MedicinaCardiologia e Alterações Vasculares
Código
vu093822
Banca
VUNESP
Órgão
HIAE
Ano
2025
Nível
Superior
Cargo
Acesso Direto
Homem de 58 anos, com diabetes mellitus tipo 2 há 10 anos, apresenta pressão arterial de 150 x 92 mmHg em exame de monitorização ambulatorial de pressão arterial 24 horas. Não há história de doença cardiovascular prévia. Exames mostram função renal preservada (TFG > 60 mL/min/1,73 m² ) e microalbuminúria positiva.Qual a melhor conduta inicial, além de terapia de estilo de vida, para o controle da hipertensão neste paciente?
  1. AIniciar betabloqueador em monoterapia, pela proteção cardiovascular.
  2. BIniciar diurético tiazídico em monoterapia, pela boa eficácia em idosos.
  3. CIniciar um inibidor da ECA e um bloqueador de canal de cálcio.
  4. DAdiar tratamento farmacológico e recomendar apenas terapia de estilo de vida.
Revelar gabarito e comentário

GabaritoC — Iniciar um inibidor da ECA e um bloqueador de canal de cálcio.

Comentário gerado por IA. É um apoio ao estudo, ancorado em fontes, mas pode conter imprecisões — confira sempre na fonte oficial (lei, súmula, edital e gabarito da banca). Encontrou um erro? Use “Reportar”.

Hipertensão arterial no paciente diabético: escolha da terapia inicial

Gabarito: letra C. Em paciente diabético com hipertensão estágio 1 (PA 150/92 mmHg) e microalbuminúria (lesão de órgão-alvo), a melhor conduta inicial é a combinação de um inibidor da ECA com um bloqueador de canal de cálcio, pois o bloqueio do sistema renina-angiotensina é preferencial na presença de albuminúria e a terapia combinada é recomendada para a maioria dos hipertensos (Diretriz Brasileira de Hipertensão Arterial 2020).

A hipertensão arterial (HA) é extremamente comum no diabetes mellitus tipo 2 (DM2), acometendo cerca de 80 a 90% dos pacientes, e a associação entre as duas condições aumenta o risco de complicações micro e macrovasculares, como doença renal, retinopatia e eventos cardiovasculares. Por isso, o controle rigoroso da pressão arterial (PA) é essencial nessa população, e a escolha do anti-hipertensivo deve considerar as particularidades do paciente, incluindo a presença de lesões de órgãos-alvo.
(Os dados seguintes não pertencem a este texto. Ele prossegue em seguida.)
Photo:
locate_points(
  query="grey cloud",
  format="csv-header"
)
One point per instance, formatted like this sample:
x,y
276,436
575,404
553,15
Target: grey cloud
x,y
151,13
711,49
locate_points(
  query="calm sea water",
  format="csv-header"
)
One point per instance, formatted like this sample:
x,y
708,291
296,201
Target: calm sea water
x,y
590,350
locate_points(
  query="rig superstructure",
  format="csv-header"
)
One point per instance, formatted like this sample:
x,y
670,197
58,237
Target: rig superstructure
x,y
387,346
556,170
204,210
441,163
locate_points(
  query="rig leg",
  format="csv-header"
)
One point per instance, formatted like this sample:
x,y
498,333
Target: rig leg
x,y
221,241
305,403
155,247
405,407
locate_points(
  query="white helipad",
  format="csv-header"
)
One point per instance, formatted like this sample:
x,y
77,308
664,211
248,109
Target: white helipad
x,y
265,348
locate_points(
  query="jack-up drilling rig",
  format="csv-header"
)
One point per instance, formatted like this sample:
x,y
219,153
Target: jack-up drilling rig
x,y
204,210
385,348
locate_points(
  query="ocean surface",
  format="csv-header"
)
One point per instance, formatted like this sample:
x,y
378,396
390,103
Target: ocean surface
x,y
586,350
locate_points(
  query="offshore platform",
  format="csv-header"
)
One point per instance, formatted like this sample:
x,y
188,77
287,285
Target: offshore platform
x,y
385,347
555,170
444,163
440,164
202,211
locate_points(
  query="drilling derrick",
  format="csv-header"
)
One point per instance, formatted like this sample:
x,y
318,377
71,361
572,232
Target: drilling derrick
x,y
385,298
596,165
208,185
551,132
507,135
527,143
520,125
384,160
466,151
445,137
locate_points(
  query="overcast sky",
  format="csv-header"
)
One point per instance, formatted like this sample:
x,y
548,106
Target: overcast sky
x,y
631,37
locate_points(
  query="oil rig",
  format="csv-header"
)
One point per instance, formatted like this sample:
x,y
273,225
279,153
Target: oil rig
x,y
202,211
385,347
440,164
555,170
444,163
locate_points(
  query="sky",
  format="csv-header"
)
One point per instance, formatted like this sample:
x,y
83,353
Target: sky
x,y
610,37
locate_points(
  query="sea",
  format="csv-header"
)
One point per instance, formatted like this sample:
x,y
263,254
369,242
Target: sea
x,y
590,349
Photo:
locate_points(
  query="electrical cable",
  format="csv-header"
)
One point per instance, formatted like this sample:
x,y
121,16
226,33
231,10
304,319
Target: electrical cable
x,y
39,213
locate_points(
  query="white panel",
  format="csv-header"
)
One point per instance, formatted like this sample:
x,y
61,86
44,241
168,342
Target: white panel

No caso apresentado, o paciente tem DM2 há 10 anos, PA de 150/92 mmHg confirmada por MAPA, função renal preservada (TFG > 60 mL/min/1,73 m²) e microalbuminúria positiva. A microalbuminúria é uma lesão de órgão-alvo (LOA) e um marcador precoce de doença renal diabética, além de fator de risco cardiovascular independente. Nesse contexto, as diretrizes recomendam o uso preferencial de bloqueadores do sistema renina-angiotensina (IECA ou BRA), pois essas classes têm efeito renoprotetor comprovado, reduzindo a albuminúria e retardando a progressão da doença renal.

Além disso, a Diretriz Brasileira de Hipertensão Arterial de 2020 estabelece que a combinação de fármacos é a estratégia terapêutica preferencial para a maioria dos hipertensos, independentemente do estágio da HA e do risco cardiovascular associado. O início do tratamento deve ser feito com combinação dupla de medicamentos com mecanismos de ação distintos, como um bloqueador do SRAA associado a um bloqueador de canal de cálcio (BCC) ou a um diurético. Essa abordagem permite alcançar a meta pressórica mais rapidamente, melhora a adesão e reduz a inércia terapêutica.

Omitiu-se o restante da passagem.